14
SQLite Databases

Almost every application needs a place to save data for the long term, longer than savedInstanceState will keep it around. Android provides a place to do this for you: a local filesystem on your phone or tablet’s flash memory storage.

Each application on an Android device has a directory in the device’s sandbox. Keeping files in the sandbox protects them from being accessed by other applications or even the prying eyes of users (unless the device has been “rooted,” in which case the user can get to whatever he or she likes).

Each application’s sandbox directory is a child of the device’s /data/data directory named after the application package. For CriminalIntent, the full path to the sandbox directory is /data/data/com.bignerdranch.android.criminalintent.

However, most application data is not stored in plain old files. Here is why: Say that you had a file with all of your Crimes written out. To change the title on a Crime at the beginning of the file, you would have to read in the entire file and write out a whole new version. With a lot of Crimes, that would take a long time.

This is where SQLite comes in.

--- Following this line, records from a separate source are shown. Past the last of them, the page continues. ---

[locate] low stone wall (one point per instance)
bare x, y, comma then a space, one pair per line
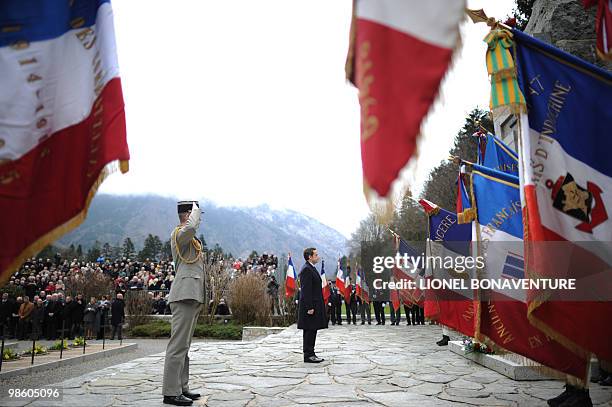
499, 363
256, 332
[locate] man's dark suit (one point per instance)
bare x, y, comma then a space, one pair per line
311, 297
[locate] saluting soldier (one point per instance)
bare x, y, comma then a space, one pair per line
185, 300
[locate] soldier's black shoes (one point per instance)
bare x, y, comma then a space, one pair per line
607, 381
444, 341
178, 400
190, 395
313, 359
580, 398
572, 397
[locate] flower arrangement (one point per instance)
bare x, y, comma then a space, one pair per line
10, 354
59, 344
78, 341
38, 350
470, 345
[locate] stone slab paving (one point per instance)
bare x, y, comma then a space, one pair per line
365, 366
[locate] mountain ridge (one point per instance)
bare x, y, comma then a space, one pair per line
238, 230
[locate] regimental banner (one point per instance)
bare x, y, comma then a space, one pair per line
411, 273
290, 279
400, 51
566, 181
62, 119
498, 156
603, 27
502, 314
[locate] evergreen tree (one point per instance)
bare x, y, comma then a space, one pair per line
107, 251
440, 188
128, 248
152, 248
94, 252
167, 251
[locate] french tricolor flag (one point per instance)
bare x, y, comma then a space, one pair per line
340, 280
290, 279
400, 51
62, 119
566, 191
358, 288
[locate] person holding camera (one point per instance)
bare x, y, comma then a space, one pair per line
311, 315
185, 301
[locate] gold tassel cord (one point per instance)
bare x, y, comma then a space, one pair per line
64, 228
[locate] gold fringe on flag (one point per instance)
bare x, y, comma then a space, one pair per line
467, 216
502, 70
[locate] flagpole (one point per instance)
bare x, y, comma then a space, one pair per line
479, 16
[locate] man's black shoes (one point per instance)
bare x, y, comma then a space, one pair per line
444, 341
561, 398
178, 400
192, 396
313, 359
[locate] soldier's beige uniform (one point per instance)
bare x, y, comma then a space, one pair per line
185, 300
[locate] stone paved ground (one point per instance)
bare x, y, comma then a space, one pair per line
365, 366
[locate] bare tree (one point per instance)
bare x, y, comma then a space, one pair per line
218, 278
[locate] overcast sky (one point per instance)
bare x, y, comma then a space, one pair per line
244, 102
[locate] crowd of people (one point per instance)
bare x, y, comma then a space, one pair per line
355, 305
39, 301
266, 264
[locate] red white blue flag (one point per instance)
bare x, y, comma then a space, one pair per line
62, 119
290, 279
400, 51
324, 283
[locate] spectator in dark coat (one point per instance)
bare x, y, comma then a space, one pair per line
38, 317
68, 314
102, 317
89, 318
77, 316
52, 311
222, 308
25, 317
117, 315
15, 317
6, 309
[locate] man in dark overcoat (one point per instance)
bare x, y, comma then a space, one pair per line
312, 314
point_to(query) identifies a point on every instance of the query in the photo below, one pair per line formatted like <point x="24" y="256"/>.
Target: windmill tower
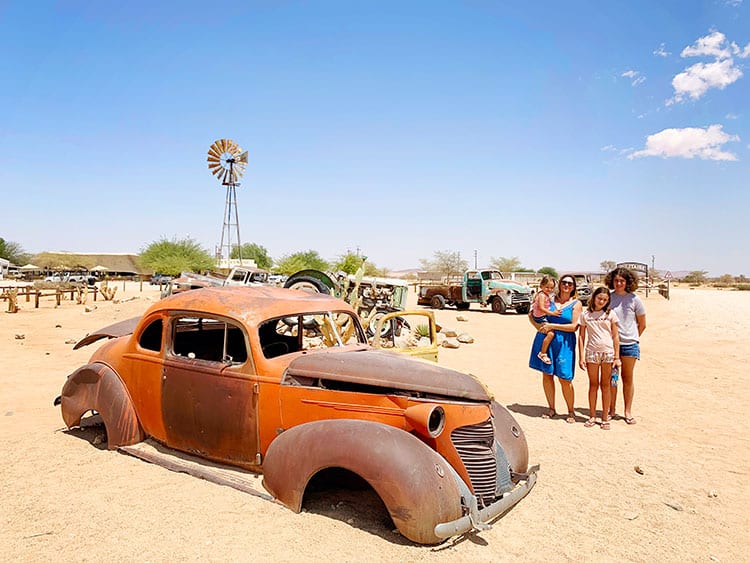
<point x="227" y="161"/>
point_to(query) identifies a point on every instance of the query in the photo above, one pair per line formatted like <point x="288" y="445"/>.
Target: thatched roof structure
<point x="116" y="264"/>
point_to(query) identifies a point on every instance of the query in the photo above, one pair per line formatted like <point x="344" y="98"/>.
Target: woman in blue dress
<point x="562" y="350"/>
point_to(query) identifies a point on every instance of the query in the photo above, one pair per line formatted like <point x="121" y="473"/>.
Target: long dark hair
<point x="574" y="293"/>
<point x="631" y="280"/>
<point x="597" y="291"/>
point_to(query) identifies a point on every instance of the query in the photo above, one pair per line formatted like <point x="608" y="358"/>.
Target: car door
<point x="209" y="391"/>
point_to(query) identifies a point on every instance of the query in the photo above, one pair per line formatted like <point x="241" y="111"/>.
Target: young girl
<point x="596" y="351"/>
<point x="540" y="311"/>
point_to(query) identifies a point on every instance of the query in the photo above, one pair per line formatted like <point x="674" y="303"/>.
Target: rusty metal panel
<point x="381" y="369"/>
<point x="97" y="387"/>
<point x="415" y="483"/>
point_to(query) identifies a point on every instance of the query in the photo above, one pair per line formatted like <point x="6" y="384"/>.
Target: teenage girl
<point x="541" y="310"/>
<point x="597" y="344"/>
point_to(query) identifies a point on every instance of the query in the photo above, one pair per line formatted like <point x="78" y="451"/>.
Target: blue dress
<point x="562" y="349"/>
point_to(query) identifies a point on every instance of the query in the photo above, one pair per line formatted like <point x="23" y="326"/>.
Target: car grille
<point x="474" y="445"/>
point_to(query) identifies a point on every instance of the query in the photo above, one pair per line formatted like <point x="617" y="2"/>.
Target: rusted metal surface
<point x="97" y="387"/>
<point x="510" y="435"/>
<point x="369" y="367"/>
<point x="388" y="418"/>
<point x="414" y="482"/>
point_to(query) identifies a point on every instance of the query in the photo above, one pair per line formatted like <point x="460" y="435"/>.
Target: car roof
<point x="251" y="304"/>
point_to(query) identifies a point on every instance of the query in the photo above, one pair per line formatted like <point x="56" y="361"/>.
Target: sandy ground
<point x="63" y="498"/>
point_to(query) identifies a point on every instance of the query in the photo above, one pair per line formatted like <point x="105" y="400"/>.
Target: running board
<point x="180" y="462"/>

SQLite is an open source relational database, like MySQL or PostgreSQL. Unlike other databases, though, SQLite stores its data in simple files, which you can read and write using the SQLite library. Android includes this SQLite library in its standard library, along with some additional Java helper classes.

This chapter will not cover everything SQLite. For that, you will want to visit www.sqlite.org, which has complete documentation of SQLite itself. Here you will see how Android’s basic SQLite helper classes work. These will let you open, read, and write to SQLite databases in your application sandbox without necessarily knowing where that is.

Defining a Schema

Before you create a database, you have to decide what will be in that database. CriminalIntent stores a single list of crimes, so you will define one table named crimes (Figure 14.1).

Figure 14.1  The crimes table

Screenshot shows crimes table in a database.

People do this kind of thing in a lot of different ways in the programming world. They are all trying to achieve the same thing: to DRY up their code. DRY means Don’t Repeat Yourself and refers to a rule of thumb when writing a program: If you write something down, write it down in one authoritative place. That way, instead of repeating yourself all over the place, you are always referring to the one authoritative place for that information.

Doing this with databases can be involved. There are even complex tools called object-relational mappers (ORMs) that let you use your model objects (like Crime) as your One True Definition. In this chapter, you will take the simpler route of defining a simplified database schema in Java code that says what your table is named and what its columns are.

Start by creating a class to put your schema in. You will call this class CrimeDbSchema, but in the Create New Class dialog, enter database.CrimeDbSchema. This will put the CrimeDbSchema.java file in its own database package, which you will use to organize all your database-related code.

Inside CrimeDbSchema, define an inner class called CrimeTable to describe your table.

Listing 14.1  Defining CrimeTable (CrimeDbSchema.java)

public class CrimeDbSchema {
    public static final class CrimeTable {
        public static final String NAME = "crimes";
    }
}

The CrimeTable class only exists to define the String constants needed to describe the moving pieces of your table definition. The first piece of that definition is the name of the table in your database, CrimeTable.NAME.

Next, describe the columns.

Listing 14.2  Defining your table columns (CrimeDbSchema.java)

public class CrimeDbSchema {
    public static final class CrimeTable {
        public static final String NAME = "crimes";

        public static final class Cols {
            public static final String UUID = "uuid";
            public static final String TITLE = "title";
            public static final String DATE = "date";
            public static final String SOLVED = "solved";
        }
    }
}

With that, you will be able to refer to the column named title in a Java-safe way: CrimeTable.Cols.TITLE. That makes it much safer to update your program if you ever need to change the name of that column or add additional data to the table.